Materiais e ferramentas:

Todos os materiais usados nessa aula são simples e de baixo custo. A escolha por materiais físicos é intencional: sem tablets ou computadores, os alunos ficam mais focados no processo de pensar, desenhar e escrever. O professor pode preparar as folhas com antecedência, já dobradas e com os títulos dos quadros escritos levemente a lápis, para facilitar a organização dos alunos que têm mais dificuldade com autonomia.

  • Folhas A4 dobradas ao meio (uma por aluno), formando quatro quadros para o livrinho.
  • Lápis grafite para esboço dos desenhos e escrita das legendas.
  • Canetinhas coloridas ou lápis de cor para finalizar os desenhos.
  • Quadro ou flip chart para o professor registrar as respostas da roda de conversa inicial.
  • Giz ou caneta para quadro, usados pelo professor durante a roda de conversa.

Inclusão e acessibilidade

Toda turma tem sua diversidade, e essa atividade já é bastante flexível por natureza. O aluno que tem mais facilidade com escrita pode caprichar nas legendas; o que tem mais facilidade com desenho pode se expressar mais pelas imagens. Nenhum dos dois formatos é mais válido que o outro. O professor pode sentar ao lado de alunos que demonstram insegurança para iniciar e fazer perguntas simples e diretas, como 'O que você acha que as pessoas comiam no campo antigamente?', para ajudá-los a começar. A roda de conversa inicial também é um momento de acolhimento: valorizar as histórias que os alunos trazem de casa, especialmente de famílias que vivem ou viveram no campo, enriquece a aula e faz com que todos se sintam representados.

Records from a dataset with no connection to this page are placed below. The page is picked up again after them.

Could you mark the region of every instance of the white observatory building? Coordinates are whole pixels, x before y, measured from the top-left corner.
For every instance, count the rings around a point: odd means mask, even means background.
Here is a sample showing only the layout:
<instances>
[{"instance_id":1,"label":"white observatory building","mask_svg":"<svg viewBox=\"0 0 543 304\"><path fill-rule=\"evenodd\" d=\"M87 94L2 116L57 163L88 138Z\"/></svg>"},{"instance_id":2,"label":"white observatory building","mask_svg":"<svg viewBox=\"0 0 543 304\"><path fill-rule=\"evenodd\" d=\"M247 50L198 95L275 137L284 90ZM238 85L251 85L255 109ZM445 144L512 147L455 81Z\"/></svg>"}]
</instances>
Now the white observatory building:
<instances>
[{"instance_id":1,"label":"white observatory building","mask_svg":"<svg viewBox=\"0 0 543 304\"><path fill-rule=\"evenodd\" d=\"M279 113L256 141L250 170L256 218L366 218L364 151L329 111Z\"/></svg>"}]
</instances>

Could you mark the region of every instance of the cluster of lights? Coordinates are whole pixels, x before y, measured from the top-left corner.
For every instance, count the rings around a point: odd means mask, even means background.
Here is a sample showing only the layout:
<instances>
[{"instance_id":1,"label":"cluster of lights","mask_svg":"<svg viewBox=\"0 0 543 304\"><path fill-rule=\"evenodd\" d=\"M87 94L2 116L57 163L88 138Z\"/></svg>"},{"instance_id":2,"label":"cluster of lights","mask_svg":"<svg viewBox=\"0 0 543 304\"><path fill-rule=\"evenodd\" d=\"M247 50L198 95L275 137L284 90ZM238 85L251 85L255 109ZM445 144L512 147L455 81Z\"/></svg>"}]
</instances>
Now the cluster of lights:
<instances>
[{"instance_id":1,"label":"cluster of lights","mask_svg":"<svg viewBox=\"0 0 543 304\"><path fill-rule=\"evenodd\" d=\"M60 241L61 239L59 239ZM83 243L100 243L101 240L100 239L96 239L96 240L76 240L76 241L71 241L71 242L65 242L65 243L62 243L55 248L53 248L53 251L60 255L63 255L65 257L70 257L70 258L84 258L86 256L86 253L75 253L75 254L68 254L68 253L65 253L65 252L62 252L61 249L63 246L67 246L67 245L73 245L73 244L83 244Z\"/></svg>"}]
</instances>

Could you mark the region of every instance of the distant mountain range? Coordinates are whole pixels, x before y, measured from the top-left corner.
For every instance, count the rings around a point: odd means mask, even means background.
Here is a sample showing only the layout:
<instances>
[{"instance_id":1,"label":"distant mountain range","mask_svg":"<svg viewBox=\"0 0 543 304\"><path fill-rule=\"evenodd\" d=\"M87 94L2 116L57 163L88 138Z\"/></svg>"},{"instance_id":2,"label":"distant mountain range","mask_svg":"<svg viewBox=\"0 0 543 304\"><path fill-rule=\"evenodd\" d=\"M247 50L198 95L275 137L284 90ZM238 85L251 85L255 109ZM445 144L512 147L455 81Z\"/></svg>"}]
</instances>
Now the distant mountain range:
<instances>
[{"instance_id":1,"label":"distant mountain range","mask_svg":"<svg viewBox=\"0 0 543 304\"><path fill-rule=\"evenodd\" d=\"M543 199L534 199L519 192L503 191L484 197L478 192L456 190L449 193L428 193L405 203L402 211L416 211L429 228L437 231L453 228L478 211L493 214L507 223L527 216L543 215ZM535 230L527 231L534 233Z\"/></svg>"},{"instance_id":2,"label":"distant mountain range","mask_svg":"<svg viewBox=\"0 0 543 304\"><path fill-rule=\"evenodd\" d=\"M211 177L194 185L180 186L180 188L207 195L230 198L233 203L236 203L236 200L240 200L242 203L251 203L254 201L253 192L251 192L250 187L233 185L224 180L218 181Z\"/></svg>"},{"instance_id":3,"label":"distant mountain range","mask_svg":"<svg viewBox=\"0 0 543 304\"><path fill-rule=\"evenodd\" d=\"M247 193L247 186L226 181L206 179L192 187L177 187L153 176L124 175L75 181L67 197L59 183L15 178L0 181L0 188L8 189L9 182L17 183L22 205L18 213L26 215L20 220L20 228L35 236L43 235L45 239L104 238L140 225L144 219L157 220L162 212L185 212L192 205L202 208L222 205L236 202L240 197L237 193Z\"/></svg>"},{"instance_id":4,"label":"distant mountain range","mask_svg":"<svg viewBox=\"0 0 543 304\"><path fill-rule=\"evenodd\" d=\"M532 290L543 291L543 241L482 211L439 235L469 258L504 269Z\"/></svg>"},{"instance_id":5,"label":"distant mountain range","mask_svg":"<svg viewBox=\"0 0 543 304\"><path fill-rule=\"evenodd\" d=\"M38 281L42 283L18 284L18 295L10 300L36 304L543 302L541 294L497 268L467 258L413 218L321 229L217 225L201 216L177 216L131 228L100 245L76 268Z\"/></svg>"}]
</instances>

  • Para alunos com dificuldade na escrita, o professor pode aceitar legendas com uma ou duas palavras-chave em vez de frases completas, sem penalizar a produção.
  • Durante a roda de conversa, valorizar explicitamente as histórias de alunos que têm família no campo ou em contextos rurais, promovendo representatividade.
  • Oferecer apoio individual e discreto aos alunos que ficarem travados na produção, fazendo perguntas orais que ajudem a desbloquear o pensamento.
  • Permitir que alunos com ritmo mais lento concluam apenas dois ou três quadros, sem que isso seja tratado como falha.
  • Na troca em duplas, o professor pode organizar as duplas de forma estratégica, pareando alunos com perfis complementares para que a troca seja enriquecedora para os dois.